Q: 物忘れがひどくて仕事に支障が出ています。どうすればいいですか?
A: まず、更年期専門外来や婦人科を受診することをお勧めします。また、職場でできる対策として、ToDoリストの活用、スマホのリマインダー機能、重要事項の見える化などがあります。可能であれば、信頼できる上司や同僚に状況を説明し、理解を得ることも大切です。多くの企業で更年期への理解が進んでいます。
Q: 認知症との見分け方を教えてください。
A: 最も重要なポイントは「自覚の有無」です。「最近物忘れがひどくて…」と自分で気づいている場合は、更年期の症状である可能性が高いです。一方、家族から指摘されても本人に自覚がない、同じ話を何度も繰り返す、時間や場所がわからなくなるなどの症状がある場合は、専門医の診断を受けることをお勧めします。
Q: サプリメントはどれを選べばいいですか?
A: エビデンスがあるのはエクオール(10mg/日)です。大豆イソフラボンの代謝産物で、更年期症状全般に効果が期待できます。ただし、エクオールを体内で産生できる人は日本人の約50%なので、サプリメントでの摂取が効率的です。その他、DHA・EPA、ビタミンDなども推奨されています。必ず信頼できるメーカーの製品を選び、医師や薬剤師に相談してください。
まとめ
更年期の物忘れは、エストロゲンの急激な変動による一時的な症状です。認知症とは異なり、適切な対策により変化が期待できます。
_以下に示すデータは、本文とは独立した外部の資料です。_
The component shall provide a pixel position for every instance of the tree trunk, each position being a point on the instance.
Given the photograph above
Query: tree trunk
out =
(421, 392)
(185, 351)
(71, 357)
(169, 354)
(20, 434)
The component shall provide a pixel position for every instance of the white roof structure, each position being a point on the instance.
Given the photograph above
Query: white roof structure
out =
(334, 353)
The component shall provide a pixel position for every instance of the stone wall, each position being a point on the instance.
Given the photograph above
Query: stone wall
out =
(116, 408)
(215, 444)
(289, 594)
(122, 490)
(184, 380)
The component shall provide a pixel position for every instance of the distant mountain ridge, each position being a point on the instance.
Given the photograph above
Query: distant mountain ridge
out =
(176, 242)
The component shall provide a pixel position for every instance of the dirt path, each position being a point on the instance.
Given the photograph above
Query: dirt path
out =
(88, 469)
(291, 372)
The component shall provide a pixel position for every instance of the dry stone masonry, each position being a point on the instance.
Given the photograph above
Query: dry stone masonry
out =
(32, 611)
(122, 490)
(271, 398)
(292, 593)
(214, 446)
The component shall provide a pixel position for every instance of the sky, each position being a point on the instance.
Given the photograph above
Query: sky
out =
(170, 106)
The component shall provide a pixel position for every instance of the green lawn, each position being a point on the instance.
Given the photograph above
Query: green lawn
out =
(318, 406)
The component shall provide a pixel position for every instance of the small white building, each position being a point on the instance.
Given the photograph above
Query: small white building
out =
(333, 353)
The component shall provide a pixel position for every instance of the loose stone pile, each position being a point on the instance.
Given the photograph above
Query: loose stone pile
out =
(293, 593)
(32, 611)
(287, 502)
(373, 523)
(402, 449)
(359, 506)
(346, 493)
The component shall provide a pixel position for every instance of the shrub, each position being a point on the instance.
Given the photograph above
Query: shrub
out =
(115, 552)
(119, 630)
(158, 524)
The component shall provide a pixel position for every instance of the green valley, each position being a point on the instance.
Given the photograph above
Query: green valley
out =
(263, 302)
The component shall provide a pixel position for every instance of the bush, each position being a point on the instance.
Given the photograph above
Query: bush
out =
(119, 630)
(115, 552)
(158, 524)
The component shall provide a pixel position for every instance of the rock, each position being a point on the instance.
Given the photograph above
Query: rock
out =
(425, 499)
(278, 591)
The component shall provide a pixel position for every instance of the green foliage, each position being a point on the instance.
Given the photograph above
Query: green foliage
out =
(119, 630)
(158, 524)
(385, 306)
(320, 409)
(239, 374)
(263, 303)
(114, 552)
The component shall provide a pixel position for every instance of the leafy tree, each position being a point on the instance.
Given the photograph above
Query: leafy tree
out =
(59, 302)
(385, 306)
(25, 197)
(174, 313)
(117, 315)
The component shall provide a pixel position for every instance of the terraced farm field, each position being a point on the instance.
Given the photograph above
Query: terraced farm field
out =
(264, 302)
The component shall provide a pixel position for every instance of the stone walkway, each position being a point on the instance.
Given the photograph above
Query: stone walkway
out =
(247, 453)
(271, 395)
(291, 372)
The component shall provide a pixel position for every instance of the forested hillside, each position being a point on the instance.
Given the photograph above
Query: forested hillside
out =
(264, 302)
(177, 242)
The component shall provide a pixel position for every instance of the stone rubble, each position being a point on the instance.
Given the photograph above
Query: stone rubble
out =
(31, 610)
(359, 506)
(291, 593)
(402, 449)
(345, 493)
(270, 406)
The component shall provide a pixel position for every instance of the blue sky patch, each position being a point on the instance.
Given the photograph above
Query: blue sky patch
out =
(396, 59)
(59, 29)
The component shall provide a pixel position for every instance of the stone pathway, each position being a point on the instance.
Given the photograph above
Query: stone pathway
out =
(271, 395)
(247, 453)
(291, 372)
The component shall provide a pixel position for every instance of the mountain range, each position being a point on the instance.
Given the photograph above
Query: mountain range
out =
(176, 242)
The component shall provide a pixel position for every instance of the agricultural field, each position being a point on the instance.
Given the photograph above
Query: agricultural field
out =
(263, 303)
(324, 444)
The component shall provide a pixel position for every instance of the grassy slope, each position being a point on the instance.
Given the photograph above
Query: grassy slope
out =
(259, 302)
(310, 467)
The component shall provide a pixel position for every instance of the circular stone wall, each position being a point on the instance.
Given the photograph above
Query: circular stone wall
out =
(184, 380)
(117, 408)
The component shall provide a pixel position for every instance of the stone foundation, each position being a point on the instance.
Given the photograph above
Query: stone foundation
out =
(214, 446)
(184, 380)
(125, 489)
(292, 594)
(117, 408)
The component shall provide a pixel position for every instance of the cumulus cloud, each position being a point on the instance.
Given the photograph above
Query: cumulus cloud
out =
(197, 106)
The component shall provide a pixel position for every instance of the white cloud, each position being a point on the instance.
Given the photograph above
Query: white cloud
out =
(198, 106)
大切なのは、自分を責めずに、体の変化を受け入れること。そして、運動、食事、睡眠、ストレス管理など、トータルでケアしていくことです。
「もう年だから」と諦める必要はありません。更年期は人生の新しいステージの始まり。この時期を上手に乗り切ることで、その後の人生をより豊かに過ごすことができます。
一人で悩まず、必要に応じて専門家のサポートを受けながら、自分に合った対策を見つけていきましょう。